Bugün
komünist parti olmanın içini TKP, devrimin içini Dev-Yol boşaltıyor. İkisinin
de üstünü örttüğü gerçek, devrim ve mücadele.
Parti
olduğunu iddia edenler basit bir TKP kopyası, devrimci olduğunu iddia eden
hareketler Dev-Yol takipçisi. Son yüzyılın günahının üstünü TKP, onun işaret
ettiği hedefe kitleleri DY taşıyor. DY’cilik, CHP’nin çizdiği sınırların dışına
çıkmayı günah, TKP’cilik, parti olmamanın pratiğini sevap sayıyor.
DY’nin
en açık uzantısı sendika.org sitesi, neredeyse bütün solu dosya/tartışma
adı altında kamera önüne çekiyor, kamera önüne geçmeye hevesli yapılar/çevreler
ve şefleri, ancak DY’nin açtığı yolda söz söyleyebiliyor. Şefler ve şeflik
iddiası olanlar, DY’nin açtığı dosya bağlamında tartışmakla kalmayıp bu sitede
köşe kapıp yazı yayınlamayı etik-politik utanç kabul etmiyor, etmediği gibi de
kitlelerle ilişki kurmanın koşulunu DY kürsüsüne bağlıyor, onun belirlediği
çerçeveye mahkûm kılıyor. O kürsüden ve ekrandan propaganda yapmayıp kitlelere
ders vermeye çalışıyor.
Egemenlerle
ilişkiyi HDP, belediyelerle ilişkiyi CHP üzerinden kuran sol, hiçbir zaman
devrimci mücadelenin gereklerini yerine getiremeyecek, belediyelerin önemli
mevkilerinde kaç DY’ci olduğunu gizlemenin Yol’u CHP listesinden seçime girmek.
Halka
yalan söylüyorlar. Politikada faşizmin kitleleri aldatma ve kitlelere yalan
söyleme taktiğini sol benimsiyor. Sendika sitesi üzerinden bu yalan ve
aldatmacayı esas alan yoz pratiği mütemadiyen üretiyor.
Sitede
açılan ilgili dosyalar, “sosyalist solun stratejisi ne olmalı” vb. başlıkları
taşıyor. Buraya yazı yollayan şefler, DY üzerinden yapılarını deşifre etmeyi
utanç saymadığı gibi 12 Eylül’de nasıl diren(me)diklerini ve sır vermediklerini
anlatan düzmece anı kitapları yazıyor.
12
Eylül'e gelen süreçte ülkedeki en kitlesel çevre olma vasfını taşıyan DY,
mahallecilik ve sol içi şiddetin mimarıyken bugün yine sendika üzerinden aynı
mahalleciliği sürdürüyor. Şeflerinin 12 Eylül mahkemelerinde dillendirdiği “gazete-dergi
çevresi” oldukları iddiasını bugün sendika sitesi üzerinden pratiğe
döküp “Biz alan açarsak sol var olur, yoksa yok!” hükmünü sola kabul ettiriyor.

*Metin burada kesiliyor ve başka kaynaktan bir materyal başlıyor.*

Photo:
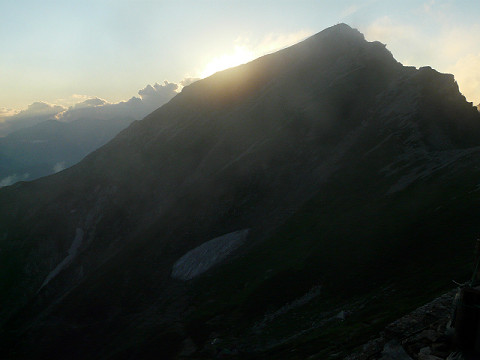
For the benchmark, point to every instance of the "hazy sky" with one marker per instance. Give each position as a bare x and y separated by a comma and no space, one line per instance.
64,52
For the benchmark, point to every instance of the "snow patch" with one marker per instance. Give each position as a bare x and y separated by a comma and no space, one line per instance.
207,255
72,252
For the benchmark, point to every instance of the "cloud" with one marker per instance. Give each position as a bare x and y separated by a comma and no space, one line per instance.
11,179
34,114
150,98
467,74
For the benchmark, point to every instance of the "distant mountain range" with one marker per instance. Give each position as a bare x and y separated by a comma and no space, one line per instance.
287,208
52,145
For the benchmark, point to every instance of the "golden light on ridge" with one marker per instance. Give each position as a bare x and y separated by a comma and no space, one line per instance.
241,55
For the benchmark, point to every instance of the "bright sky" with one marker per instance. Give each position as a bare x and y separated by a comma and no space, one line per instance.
62,51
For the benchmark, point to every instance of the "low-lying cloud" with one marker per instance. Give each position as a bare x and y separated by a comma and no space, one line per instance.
12,179
137,107
37,112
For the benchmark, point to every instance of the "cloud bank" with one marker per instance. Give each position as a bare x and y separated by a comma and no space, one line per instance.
149,99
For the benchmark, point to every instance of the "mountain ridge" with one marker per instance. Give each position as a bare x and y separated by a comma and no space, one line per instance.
333,154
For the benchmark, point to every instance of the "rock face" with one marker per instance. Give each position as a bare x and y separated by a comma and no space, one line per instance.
355,175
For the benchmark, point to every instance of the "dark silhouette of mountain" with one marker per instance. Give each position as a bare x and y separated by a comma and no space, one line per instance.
286,208
51,146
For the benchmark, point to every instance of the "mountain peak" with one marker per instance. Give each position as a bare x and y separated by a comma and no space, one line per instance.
340,30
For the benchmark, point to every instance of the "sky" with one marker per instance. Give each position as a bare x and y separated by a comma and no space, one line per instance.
58,55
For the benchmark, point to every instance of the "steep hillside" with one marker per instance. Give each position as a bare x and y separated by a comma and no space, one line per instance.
285,208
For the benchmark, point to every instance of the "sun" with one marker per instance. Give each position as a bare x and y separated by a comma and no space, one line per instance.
241,55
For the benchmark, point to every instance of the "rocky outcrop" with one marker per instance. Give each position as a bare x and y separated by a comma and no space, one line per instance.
207,255
424,334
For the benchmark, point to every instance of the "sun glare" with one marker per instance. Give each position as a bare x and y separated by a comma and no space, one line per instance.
241,55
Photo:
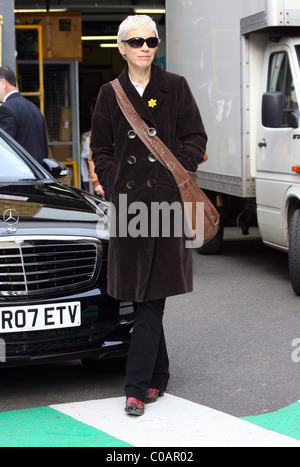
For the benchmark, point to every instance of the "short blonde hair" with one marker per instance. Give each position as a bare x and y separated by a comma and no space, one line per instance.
134,22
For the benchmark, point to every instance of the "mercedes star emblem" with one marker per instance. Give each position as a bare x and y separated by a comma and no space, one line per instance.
11,218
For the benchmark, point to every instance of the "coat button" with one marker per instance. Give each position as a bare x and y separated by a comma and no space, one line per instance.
151,183
131,134
130,185
151,158
131,160
151,131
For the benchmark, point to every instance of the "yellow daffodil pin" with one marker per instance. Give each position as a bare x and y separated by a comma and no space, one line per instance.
152,103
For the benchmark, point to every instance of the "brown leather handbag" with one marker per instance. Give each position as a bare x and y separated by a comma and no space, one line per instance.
192,197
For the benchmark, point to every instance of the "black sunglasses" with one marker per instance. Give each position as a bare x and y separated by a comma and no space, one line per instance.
138,42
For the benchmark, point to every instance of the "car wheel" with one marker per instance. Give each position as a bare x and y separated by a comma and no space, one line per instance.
294,251
214,247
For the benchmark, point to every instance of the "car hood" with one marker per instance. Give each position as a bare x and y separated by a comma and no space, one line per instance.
49,207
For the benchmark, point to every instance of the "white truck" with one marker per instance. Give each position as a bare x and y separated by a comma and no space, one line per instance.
242,61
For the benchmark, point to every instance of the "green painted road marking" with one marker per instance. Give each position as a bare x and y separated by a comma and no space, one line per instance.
284,421
45,427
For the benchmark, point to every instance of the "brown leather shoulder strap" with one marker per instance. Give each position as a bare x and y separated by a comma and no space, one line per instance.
154,144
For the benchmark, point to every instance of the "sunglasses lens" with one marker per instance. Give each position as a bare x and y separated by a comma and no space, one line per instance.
152,42
136,42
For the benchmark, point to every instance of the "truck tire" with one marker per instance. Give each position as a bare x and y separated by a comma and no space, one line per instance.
214,247
294,251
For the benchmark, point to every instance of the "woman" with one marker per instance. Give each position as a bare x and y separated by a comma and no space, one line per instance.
145,268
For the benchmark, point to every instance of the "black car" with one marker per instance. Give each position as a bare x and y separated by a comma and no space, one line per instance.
53,254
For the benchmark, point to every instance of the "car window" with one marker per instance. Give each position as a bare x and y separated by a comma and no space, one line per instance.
13,167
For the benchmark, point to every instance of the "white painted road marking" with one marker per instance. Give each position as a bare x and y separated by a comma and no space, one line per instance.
173,422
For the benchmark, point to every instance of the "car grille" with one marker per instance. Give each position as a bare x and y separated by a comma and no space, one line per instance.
35,265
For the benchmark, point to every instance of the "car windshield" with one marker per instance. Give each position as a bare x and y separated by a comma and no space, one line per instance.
13,167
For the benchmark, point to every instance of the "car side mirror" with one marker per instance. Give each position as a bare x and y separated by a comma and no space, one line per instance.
56,168
293,119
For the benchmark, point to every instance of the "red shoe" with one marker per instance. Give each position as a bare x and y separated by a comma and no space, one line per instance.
152,395
134,406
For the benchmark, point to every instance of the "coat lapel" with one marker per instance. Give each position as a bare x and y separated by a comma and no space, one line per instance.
153,97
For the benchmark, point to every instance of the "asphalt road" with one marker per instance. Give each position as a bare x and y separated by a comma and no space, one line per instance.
230,342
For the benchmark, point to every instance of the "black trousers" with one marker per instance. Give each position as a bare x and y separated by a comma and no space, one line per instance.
147,362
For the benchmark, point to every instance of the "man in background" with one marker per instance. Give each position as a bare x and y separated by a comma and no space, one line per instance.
20,118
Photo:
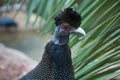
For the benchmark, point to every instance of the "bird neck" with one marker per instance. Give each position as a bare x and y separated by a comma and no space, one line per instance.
60,37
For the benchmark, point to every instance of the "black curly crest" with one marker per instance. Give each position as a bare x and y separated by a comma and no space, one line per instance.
70,16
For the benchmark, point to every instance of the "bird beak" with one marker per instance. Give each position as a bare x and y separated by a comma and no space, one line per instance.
78,31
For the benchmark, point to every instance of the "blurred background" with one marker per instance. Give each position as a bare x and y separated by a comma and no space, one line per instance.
27,25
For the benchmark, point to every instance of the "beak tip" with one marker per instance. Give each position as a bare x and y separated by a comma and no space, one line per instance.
80,30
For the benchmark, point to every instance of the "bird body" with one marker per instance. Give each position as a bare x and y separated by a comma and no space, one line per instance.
7,22
56,63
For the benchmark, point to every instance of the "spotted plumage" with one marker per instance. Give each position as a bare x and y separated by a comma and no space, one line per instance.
56,63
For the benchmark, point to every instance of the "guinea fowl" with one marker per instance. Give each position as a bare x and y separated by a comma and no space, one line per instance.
56,63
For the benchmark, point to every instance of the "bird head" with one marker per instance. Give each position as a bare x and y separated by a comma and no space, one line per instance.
70,21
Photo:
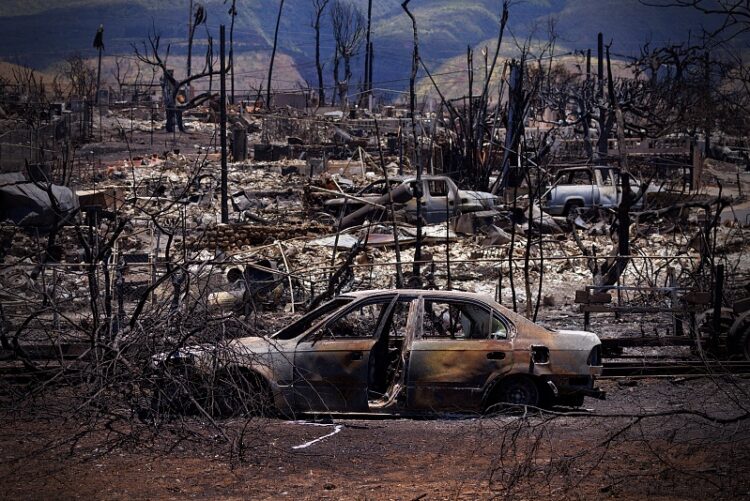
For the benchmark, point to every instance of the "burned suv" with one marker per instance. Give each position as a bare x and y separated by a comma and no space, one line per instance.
401,351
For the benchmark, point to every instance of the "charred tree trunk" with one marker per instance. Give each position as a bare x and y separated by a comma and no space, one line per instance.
273,55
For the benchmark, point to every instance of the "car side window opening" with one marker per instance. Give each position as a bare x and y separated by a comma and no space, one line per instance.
310,319
580,177
360,322
606,175
461,320
437,188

Hiçbir sol çevre de 12 Eylül öncesi ve sonrası faşistler tarafından katledilen
DY’liler basın “şehidi” miydi diye sormuyor!
Aynı
basın-yayın faaliyetini BirGün sürdürüyor. 2006-2009 sürecinde batacak
olan gazete için Osman Kavala’dan para desteği almalarına rağmen ÖDP-Sol Parti’nin
sosyalist kabul edilmeyeceğini dile getiremiyor. Dile getiremezler çünkü AB
ülkeleri, fonları ve el kapıları sola da şeflerine kapatılır.
12
Eylül geldiğinde Avrupa’ya çıkarılamadan yakalandığı için üzülen DY şefi, bu
rezilliği arsızca Bit(mey)en Yolculuk kitabında anlatıyor, darbeci
generalin sorguda kitleleri darbeye direnmesi için sokağa dökmediğinden dolayı
kendisine üstü kapalı teşekkür ettiğini söyleyebiliyor.
DY’nin
tarihsel zaferi Eylül darbesinden önce mahallere solu sokmayarak, Eylül
darbesinden bugüne gazetesi, sendikası, sendika.org’uyla sola kürsü
açarak solu bitirmesidir. Tüm yönleriyle tartışılsa da 15 Temmuz’da sokağa
inenlerle “dalga” geçen sol, 12 Eylül’deki korkaklığını bu şekilde gizliyor.
Şili’de
Allende’nin darbecilere teslim olup mahkemede “Biz dergi gazete çevresiyiz”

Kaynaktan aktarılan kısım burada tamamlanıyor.